KSM++: Using I/O-based hints to make memory-deduplication scanners more efficient

Miller, Konrad; Franz, Fabian; Groeninger, Thorsten; Rittinghaus, Marc; Hillenbrand, Marius; Bellosa, Frank


Memory scanning deduplication techniques, as implemented in Linux' Kernel Samepage Merging (KSM), work very well for deduplicating fairly static, anonymous pages with equal content across different virtual machines. However, scanners need very aggressive scan rates when it comes to identifying sharing opportunities with a short life span of up to about 5 min. Otherwise, the scan process is not fast enough to catch those short-lived pages.

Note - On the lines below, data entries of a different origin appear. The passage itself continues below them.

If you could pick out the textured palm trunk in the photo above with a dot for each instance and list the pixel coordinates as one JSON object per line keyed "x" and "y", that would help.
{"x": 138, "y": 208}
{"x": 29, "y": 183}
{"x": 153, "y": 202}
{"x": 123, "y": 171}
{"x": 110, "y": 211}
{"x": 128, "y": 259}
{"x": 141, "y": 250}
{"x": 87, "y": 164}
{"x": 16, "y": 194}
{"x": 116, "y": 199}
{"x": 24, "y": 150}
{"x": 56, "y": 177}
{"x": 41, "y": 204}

Our approach generates I/O-based hints in the host to make the memory scanning process more efficient, thus enabling it to find and exploit short-lived sharing opportunities without raising the scan rate. Experiences with similar techniques for paravirtualized guests have shown that pages in a guest’s unified buffer cache are good sharing candidates. We already identify such pages in the host when carrying out I/O-operations on behalf of the guest. The target/source pages in the guest can safely be assumed to be part of the guest’s unified buffer cache. That way, we can determine good sharing hints for the memory scanner. A modification of the guest is not required.
We have implemented our approach in Linux.